Весенин развеселился.
– Помню, помню. Хват такой? Ну, а он как?
– Он живет великолепно! Рублей по триста зарабатывает. Чем – не знаю, но франтит – страх. Теперь с одним приятелем театр открывает. Будет фарсы ставить!.. Ну а вы? Женились? – в свою очередь спросил Яков.
Весенин закивал головою.
– Женат! Двое детей, помещик, фабрикант и счастливый человек!
– А ваши?
– Старики‑то? Живут как голубки. Она примерная хозяйка, хорошеет и полнеет. Франт‑то этот, Анохов…
Яков перебил его:
– Попался на краже бриллиантов, но дело уже погашено, и он снова чиновник особых поручений. Вчера читал в газете: послан в Олонецкую губернию на какую‑то ревизию.
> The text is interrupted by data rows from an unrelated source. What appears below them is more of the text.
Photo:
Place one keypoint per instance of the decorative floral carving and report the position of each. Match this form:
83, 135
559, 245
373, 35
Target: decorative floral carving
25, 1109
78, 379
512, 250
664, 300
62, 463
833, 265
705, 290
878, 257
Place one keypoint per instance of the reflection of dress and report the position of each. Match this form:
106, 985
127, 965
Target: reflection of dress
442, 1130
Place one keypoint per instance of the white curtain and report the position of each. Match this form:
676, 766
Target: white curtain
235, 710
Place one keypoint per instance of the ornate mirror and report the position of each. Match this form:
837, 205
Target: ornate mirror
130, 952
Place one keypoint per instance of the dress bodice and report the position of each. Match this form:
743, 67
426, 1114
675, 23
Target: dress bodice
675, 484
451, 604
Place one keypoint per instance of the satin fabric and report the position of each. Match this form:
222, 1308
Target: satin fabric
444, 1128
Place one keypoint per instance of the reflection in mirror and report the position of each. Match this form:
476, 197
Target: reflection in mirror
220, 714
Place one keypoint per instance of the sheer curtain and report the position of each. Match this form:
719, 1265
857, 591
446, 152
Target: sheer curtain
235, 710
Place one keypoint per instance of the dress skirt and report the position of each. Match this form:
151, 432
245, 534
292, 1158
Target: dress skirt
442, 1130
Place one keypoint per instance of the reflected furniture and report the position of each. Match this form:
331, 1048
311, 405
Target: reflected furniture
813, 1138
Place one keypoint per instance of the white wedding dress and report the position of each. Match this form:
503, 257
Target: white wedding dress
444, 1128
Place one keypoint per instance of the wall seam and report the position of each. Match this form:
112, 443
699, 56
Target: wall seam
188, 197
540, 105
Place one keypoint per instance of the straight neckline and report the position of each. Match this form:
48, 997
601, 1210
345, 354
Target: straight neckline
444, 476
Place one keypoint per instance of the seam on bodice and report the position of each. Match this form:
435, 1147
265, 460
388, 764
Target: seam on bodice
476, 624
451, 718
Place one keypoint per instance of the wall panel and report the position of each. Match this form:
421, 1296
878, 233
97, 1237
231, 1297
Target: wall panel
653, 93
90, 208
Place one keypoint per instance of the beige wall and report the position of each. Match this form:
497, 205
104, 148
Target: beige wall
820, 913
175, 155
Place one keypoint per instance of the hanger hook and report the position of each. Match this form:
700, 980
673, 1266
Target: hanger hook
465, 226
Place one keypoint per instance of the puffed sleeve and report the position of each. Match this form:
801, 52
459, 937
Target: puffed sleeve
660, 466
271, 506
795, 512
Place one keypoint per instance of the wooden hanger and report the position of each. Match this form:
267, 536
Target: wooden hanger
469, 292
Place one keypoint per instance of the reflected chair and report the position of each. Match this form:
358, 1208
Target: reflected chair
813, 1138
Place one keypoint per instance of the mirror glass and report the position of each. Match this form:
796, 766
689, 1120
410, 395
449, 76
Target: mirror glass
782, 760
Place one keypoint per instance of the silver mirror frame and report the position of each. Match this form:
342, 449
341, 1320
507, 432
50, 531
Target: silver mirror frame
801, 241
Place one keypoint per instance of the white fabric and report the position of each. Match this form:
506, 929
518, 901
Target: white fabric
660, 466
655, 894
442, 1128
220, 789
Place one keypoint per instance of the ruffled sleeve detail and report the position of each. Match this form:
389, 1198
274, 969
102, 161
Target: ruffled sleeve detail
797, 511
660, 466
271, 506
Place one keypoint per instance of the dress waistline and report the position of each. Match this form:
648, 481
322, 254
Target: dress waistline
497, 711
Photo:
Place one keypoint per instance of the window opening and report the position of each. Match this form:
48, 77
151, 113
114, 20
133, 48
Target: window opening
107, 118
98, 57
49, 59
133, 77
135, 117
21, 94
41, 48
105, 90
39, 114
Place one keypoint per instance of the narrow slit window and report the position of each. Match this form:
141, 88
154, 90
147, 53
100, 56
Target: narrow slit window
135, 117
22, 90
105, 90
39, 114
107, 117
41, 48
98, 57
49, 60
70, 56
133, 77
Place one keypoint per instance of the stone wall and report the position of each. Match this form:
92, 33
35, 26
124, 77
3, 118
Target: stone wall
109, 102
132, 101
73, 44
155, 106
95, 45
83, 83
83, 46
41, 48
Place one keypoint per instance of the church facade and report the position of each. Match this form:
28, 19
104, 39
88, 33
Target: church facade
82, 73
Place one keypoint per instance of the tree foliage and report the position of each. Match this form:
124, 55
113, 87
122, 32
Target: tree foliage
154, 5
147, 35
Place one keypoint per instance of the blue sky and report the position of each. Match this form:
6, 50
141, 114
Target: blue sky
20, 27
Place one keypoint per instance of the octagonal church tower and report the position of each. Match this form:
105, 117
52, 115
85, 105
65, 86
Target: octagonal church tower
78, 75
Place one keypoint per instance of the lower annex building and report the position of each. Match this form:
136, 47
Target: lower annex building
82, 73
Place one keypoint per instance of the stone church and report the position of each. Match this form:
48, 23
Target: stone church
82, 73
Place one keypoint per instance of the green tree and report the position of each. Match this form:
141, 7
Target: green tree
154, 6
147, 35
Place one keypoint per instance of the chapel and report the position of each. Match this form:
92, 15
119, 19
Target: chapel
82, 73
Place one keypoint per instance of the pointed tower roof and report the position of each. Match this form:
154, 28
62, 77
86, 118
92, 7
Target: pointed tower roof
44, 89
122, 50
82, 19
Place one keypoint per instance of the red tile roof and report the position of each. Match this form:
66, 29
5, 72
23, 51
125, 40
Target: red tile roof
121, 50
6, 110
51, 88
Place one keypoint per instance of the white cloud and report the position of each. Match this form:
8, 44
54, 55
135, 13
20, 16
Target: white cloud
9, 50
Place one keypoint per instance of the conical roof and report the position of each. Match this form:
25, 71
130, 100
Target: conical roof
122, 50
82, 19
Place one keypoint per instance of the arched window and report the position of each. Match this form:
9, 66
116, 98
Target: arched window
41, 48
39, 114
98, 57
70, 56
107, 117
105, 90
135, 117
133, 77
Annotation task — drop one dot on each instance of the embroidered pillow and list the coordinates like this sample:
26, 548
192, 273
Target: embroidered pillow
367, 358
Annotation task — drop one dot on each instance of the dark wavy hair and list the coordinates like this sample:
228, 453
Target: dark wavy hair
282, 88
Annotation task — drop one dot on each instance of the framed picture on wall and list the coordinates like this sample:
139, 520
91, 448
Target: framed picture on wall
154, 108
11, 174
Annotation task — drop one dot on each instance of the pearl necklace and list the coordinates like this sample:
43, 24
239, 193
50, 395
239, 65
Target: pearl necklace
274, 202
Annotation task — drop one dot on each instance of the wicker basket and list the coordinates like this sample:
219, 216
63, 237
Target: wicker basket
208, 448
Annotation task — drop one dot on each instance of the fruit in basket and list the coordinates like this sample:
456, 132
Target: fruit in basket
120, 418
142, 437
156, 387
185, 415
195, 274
– Ну и пошли ему Бог! – махнул рукою Весенин. – Хотите, расскажу про Лапу?
– Что он? Счастлив?
– Совершенно! С Сергеем Степановичем уже расплатился. Дела процветают, и, знаете ли, не конторою…
– А чем?
– Юридическими советами! Найти что‑нибудь или кого‑нибудь – от потерянных документов до убийцы включительно, – отыскать зацепку, найти отвод, устроить проволоку – на все это он первый мастер, и юристы глядят на него как врачи на знахаря. А по виду все такой же сонный, вялый, потолстел только.
– И счастлив?
– Еще как! Трое детей у него. Одного я крестил. Господи, как бежит‑то время! – воскликнул он. – Давно ли мы все переживали передряги, и вот все тихо, мирно, покойно! Можно подумать, что без этих тревог не было бы и покоя. Даже подлейшие минуты в прошлом кажутся теперь сносными. Нет, я не верю в казни, которые проповедовал ваш брат!.. Напротив – все к лучшему!..
Он чокнулся с Долининым и осушил свой стакан.